F-I-N-E

F-I-N-E. The most commonly used word in small talk that actually carries the heaviest of weights when said a lot. We convince ourselves we are fine. We tell everyone we’re fine in order to slowly convince ourselves that we are in fact fine. But such a small one syllable word is said faster than our brain can even interpret or stop to evaluate. We toss it out in conversation with the knowledge of what our ancestors went through. We understand that things could be worse and sometimes we even dwell long enough that the worst becomes our own reality.

Humans are innately designed to be pessimistic and hesitant to new ideologies. Not by choice, but because this pessimism was once used to scare us away from danger so that we may survive. Survive to reproduce and carry on the human race. But here we are. And now we’re fine.

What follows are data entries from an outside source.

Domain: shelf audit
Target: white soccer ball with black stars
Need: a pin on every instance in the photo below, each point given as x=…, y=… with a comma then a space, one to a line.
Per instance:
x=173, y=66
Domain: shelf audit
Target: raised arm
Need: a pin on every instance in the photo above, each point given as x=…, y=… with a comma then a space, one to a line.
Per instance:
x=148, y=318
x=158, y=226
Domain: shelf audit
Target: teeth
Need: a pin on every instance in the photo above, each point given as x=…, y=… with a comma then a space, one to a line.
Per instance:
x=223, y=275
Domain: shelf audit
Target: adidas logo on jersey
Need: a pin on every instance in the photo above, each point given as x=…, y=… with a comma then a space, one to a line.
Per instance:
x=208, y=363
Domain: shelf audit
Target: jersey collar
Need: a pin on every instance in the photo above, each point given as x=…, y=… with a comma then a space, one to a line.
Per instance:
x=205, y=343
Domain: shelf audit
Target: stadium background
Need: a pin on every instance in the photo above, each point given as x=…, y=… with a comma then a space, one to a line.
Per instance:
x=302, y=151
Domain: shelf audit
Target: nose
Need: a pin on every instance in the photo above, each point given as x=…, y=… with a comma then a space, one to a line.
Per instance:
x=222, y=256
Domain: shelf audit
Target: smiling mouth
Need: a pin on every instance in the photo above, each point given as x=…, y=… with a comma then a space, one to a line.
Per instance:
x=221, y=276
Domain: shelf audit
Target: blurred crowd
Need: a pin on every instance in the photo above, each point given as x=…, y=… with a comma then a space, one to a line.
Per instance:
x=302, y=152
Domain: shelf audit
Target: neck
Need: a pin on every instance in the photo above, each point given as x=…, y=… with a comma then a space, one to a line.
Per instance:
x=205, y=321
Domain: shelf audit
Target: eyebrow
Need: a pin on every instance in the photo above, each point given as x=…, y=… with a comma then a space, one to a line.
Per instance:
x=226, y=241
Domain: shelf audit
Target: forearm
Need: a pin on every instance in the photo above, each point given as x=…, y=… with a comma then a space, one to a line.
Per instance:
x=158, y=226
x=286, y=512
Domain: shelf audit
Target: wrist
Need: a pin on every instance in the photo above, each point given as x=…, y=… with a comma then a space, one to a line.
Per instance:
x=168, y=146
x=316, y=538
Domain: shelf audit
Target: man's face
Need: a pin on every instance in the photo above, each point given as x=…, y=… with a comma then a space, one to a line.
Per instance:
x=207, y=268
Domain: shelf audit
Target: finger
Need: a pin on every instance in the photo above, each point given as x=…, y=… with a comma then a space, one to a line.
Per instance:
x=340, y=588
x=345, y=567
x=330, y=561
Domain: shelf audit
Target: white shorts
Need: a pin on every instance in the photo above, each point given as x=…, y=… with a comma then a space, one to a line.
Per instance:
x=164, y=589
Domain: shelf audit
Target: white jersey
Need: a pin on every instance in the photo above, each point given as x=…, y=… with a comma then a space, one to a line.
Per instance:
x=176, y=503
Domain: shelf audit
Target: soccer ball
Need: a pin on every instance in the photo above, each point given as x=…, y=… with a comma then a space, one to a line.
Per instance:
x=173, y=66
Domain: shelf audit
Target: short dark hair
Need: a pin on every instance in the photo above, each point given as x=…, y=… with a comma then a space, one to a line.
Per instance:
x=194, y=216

We have grouped together and dominated the globe for long enough that what would’ve been fine for our ancestors is now viewed as basic necessities or expected human rights. But this doesn’t mean we are in fact fine, does it? When walking into work on a Monday morning and you notice a coworker coming your way: “Hey how’s it going?” they say, to which we always respond “fine, and you?”. Because most of our parents instill gratitude into our personalities, we know to be grateful. Besides, gratefulness is the first step towards optimism. However, the word fine was just a mask for us to disguise the spaghetti of thoughts we have from our daily burnouts and overwhelming tasks.

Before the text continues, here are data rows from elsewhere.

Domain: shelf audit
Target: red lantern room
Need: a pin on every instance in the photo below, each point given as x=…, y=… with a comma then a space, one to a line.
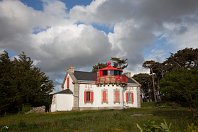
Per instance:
x=111, y=75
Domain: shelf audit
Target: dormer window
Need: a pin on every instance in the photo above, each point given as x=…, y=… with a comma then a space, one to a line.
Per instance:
x=105, y=73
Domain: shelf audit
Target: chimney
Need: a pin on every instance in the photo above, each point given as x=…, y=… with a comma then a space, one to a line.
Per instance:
x=70, y=69
x=128, y=74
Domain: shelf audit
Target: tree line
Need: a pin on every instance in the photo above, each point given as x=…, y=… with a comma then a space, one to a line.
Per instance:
x=22, y=83
x=175, y=79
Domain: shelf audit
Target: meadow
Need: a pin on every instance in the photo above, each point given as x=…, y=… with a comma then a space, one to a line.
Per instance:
x=100, y=121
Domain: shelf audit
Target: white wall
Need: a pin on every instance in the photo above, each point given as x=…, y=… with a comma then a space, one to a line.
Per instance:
x=98, y=96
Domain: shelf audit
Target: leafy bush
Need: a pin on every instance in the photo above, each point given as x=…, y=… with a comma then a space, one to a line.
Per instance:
x=152, y=126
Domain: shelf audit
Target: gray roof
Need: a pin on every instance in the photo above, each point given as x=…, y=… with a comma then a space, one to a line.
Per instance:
x=91, y=76
x=131, y=80
x=86, y=76
x=66, y=91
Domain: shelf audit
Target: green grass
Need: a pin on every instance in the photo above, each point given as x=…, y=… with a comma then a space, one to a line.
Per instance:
x=97, y=121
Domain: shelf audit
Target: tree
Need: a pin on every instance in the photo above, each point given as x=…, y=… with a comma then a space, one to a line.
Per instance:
x=7, y=91
x=146, y=83
x=119, y=63
x=181, y=86
x=183, y=59
x=22, y=83
x=150, y=65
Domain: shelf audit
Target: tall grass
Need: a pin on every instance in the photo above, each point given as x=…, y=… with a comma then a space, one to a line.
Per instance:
x=97, y=121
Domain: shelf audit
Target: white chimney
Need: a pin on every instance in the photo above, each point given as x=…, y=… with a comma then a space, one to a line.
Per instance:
x=71, y=69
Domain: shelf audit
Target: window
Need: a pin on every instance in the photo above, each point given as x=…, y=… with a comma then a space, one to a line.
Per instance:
x=105, y=73
x=104, y=96
x=88, y=96
x=116, y=96
x=117, y=72
x=68, y=82
x=111, y=72
x=129, y=97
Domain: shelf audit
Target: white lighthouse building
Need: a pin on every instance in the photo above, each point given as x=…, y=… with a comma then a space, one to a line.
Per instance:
x=106, y=89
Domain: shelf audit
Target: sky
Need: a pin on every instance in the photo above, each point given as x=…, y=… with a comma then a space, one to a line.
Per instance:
x=57, y=34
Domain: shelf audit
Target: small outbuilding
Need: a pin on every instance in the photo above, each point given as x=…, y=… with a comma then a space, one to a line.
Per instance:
x=59, y=100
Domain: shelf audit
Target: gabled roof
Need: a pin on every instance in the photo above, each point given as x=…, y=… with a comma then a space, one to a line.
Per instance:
x=131, y=80
x=86, y=76
x=66, y=91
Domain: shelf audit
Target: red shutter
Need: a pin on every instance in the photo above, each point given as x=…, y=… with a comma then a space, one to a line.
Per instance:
x=104, y=96
x=91, y=97
x=117, y=96
x=132, y=98
x=127, y=97
x=85, y=97
x=67, y=82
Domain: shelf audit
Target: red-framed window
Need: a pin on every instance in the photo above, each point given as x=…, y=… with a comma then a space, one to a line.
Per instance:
x=104, y=96
x=68, y=82
x=129, y=97
x=116, y=96
x=88, y=96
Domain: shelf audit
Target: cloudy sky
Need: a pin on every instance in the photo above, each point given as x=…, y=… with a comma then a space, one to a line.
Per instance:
x=80, y=33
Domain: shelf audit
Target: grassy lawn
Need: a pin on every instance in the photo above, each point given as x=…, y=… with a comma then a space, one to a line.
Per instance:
x=98, y=121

Burnouts one after another, getting short, being overwhelmed, overstimulated, and anxious as hell. There is no escape from the mental prisons we build one negative thought-bar at a time. Why do we still insist on putting ourselves through this and disguising it as “fine”. What do we gain past the status of appearing strong when times are hard. I said earlier, we as a race, dominate the globe and changed our daily struggles into basic necessity and expected human rights but it still feels as we have a long way to go.

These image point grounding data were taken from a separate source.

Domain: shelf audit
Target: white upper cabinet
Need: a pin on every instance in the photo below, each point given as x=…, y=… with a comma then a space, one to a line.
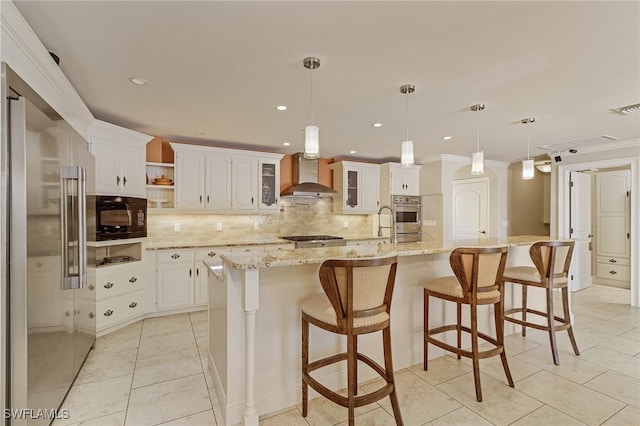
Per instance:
x=358, y=185
x=224, y=179
x=398, y=180
x=120, y=159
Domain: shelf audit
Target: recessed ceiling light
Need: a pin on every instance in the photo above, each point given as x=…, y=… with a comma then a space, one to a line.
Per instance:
x=139, y=81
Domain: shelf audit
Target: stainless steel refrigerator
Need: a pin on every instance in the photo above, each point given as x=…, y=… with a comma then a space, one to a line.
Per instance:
x=50, y=322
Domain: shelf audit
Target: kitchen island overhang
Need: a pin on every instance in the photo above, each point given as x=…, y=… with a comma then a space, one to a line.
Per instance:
x=254, y=319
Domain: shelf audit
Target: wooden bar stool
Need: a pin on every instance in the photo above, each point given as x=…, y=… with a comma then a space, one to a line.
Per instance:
x=356, y=300
x=552, y=260
x=477, y=281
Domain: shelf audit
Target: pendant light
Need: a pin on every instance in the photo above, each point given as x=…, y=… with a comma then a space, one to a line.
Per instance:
x=406, y=157
x=311, y=132
x=528, y=169
x=477, y=158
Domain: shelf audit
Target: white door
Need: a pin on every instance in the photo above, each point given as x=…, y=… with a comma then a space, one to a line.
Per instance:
x=189, y=180
x=218, y=182
x=580, y=230
x=470, y=204
x=245, y=181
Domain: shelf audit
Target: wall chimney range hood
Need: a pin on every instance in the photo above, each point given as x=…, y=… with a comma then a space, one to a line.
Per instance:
x=305, y=180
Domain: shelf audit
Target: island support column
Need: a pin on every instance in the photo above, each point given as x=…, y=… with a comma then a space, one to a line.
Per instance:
x=250, y=298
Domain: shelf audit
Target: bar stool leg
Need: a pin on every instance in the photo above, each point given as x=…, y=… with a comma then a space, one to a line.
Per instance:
x=351, y=383
x=497, y=313
x=388, y=367
x=459, y=327
x=567, y=319
x=426, y=328
x=305, y=365
x=552, y=325
x=524, y=309
x=474, y=350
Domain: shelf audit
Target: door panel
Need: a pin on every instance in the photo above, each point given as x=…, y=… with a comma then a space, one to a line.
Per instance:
x=580, y=224
x=470, y=203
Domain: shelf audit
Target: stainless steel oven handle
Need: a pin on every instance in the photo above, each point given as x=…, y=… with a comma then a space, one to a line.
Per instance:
x=72, y=280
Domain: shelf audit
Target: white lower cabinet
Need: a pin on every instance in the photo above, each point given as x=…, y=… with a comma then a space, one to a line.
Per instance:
x=120, y=295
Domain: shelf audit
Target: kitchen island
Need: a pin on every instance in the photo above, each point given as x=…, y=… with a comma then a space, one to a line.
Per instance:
x=254, y=319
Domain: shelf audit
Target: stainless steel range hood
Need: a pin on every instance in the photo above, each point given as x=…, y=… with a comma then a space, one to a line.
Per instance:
x=305, y=180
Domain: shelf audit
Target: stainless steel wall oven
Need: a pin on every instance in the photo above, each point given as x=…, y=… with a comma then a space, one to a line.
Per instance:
x=406, y=210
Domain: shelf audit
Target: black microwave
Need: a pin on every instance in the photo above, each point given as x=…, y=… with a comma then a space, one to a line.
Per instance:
x=119, y=217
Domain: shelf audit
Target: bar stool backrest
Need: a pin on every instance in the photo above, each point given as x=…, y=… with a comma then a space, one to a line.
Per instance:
x=546, y=254
x=360, y=287
x=478, y=269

Every problem has a solution, but we are so caught up in constantly circling our daily tasks that now our daily tasks are an indicator of our mental health. Letting chores slide in order to focus on work? That’s fine. Letting family, friends, and the ones we love slip through our fingertips in order to be able to process the stressors from work? That’s fine. Giving up on your hobbies and things that brought joy to your life because you are in desperate need of some silence and rest? That’s fine.

Are you noticing the trend here yet? Let’s do away with fine. Let’s do away with allowing those we care about to reply “fine”. Let’s end the stigma that you’re weak if you share how you truly feel. Let’s all redefine and make a better “F-I-N-E”.